Correlation of pixels of the image area is stronger.

5. The method according to any one of the preceding claims, in which an additional dimension is taken into account in the transformation.

6. The method of claim 5, wherein the additional transformation is performed along a time dimension.

7. The method according to any one of the preceding claims, in which the decision unit generates side information in which the order of the transformations is contained.

8. The method according to any one of the preceding claims, wherein the horizontal transformation results from the vertical transformation by performing a mirroring on a 45-degree axis before the transformation.

9. The method according to any one of the preceding claims, wherein the vertical transformation emerges from the horizontal transformation by performing a mirroring on a 45-degree axis before the transformation.

10. The method according to any one of the preceding claims for use in a coder for compressing image data.

11. The method according to any one of claims 7 to 10, wherein the page information is used in a decoder to decompress the image area.
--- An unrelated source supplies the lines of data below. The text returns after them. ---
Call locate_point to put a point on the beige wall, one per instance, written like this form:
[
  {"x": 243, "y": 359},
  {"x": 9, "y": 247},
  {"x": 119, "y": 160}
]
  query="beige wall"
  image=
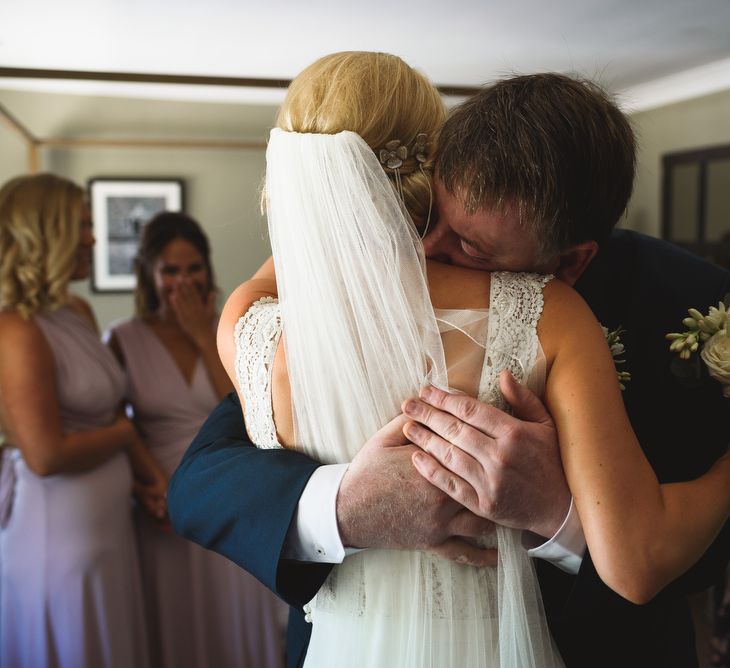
[
  {"x": 222, "y": 185},
  {"x": 697, "y": 123},
  {"x": 221, "y": 191}
]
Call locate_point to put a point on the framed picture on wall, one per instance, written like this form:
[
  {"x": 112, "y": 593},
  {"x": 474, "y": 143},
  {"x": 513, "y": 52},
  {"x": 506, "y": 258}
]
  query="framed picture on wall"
[{"x": 120, "y": 208}]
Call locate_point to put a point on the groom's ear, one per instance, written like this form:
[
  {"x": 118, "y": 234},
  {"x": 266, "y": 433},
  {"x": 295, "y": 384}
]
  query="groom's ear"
[{"x": 574, "y": 260}]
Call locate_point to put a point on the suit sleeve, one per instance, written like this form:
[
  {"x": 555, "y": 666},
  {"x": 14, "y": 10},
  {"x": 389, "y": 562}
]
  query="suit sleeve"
[{"x": 239, "y": 501}]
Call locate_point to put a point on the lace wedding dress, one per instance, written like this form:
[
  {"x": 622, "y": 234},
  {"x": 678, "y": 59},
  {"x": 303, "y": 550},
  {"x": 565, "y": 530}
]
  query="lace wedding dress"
[{"x": 361, "y": 336}]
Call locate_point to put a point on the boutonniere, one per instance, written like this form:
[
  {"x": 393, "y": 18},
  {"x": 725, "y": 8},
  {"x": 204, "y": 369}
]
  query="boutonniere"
[
  {"x": 708, "y": 335},
  {"x": 613, "y": 339}
]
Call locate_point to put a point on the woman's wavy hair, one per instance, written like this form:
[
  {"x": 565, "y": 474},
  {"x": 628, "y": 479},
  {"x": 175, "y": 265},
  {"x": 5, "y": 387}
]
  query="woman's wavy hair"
[
  {"x": 156, "y": 234},
  {"x": 40, "y": 227},
  {"x": 381, "y": 98}
]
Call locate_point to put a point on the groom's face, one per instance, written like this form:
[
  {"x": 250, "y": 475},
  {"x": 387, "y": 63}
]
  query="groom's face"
[{"x": 485, "y": 240}]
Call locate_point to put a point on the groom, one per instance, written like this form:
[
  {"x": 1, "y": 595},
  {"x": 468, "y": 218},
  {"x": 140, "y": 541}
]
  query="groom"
[{"x": 533, "y": 173}]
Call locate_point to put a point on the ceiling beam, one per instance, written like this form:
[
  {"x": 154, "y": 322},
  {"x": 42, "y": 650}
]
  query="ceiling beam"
[{"x": 184, "y": 79}]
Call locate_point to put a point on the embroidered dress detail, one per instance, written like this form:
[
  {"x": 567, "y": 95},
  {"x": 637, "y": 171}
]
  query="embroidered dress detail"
[
  {"x": 257, "y": 335},
  {"x": 515, "y": 306}
]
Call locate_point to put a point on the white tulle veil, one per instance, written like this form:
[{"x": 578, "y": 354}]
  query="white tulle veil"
[{"x": 361, "y": 336}]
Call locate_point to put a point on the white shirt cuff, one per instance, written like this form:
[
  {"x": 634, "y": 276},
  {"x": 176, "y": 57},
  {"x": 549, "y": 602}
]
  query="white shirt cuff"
[
  {"x": 313, "y": 534},
  {"x": 566, "y": 548}
]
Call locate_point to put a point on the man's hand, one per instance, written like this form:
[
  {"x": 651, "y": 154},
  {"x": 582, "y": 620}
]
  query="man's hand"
[
  {"x": 503, "y": 468},
  {"x": 384, "y": 503}
]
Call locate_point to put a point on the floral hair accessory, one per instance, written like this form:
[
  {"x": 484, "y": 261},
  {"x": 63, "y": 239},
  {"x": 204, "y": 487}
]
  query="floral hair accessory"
[
  {"x": 613, "y": 339},
  {"x": 393, "y": 155},
  {"x": 710, "y": 336},
  {"x": 420, "y": 148}
]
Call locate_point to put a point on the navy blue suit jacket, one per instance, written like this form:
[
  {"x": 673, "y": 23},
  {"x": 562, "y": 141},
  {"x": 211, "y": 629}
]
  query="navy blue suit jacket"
[{"x": 240, "y": 501}]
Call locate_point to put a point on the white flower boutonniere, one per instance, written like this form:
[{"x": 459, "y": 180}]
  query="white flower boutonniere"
[
  {"x": 710, "y": 336},
  {"x": 613, "y": 339}
]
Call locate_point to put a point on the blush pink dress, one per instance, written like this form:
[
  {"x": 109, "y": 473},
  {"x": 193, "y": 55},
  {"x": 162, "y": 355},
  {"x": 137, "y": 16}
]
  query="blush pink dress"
[
  {"x": 70, "y": 589},
  {"x": 203, "y": 610}
]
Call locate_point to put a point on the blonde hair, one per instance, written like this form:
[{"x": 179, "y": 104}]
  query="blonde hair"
[
  {"x": 379, "y": 97},
  {"x": 40, "y": 226}
]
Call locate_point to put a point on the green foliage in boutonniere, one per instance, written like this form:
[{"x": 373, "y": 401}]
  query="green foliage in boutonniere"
[
  {"x": 710, "y": 336},
  {"x": 613, "y": 339}
]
12. The method according to claim 10 or 11, wherein the operations of the encoder and / or the decoder are determined according to an MPEG standard or according to an H.26x standard.

13. The method according to any one of the preceding claims, wherein the transformation is a DCT transformation or an inverse IDCT transformation.

14. Arrangement for transforming an image area, with a decision unit which is set up in such a way that, depending on a value determined by the decision unit, first a vertical transformation of the image area and then a horizontal transformation of the image area or vice versa, first the horizontal transformation and then the vertical transformation can be carried out.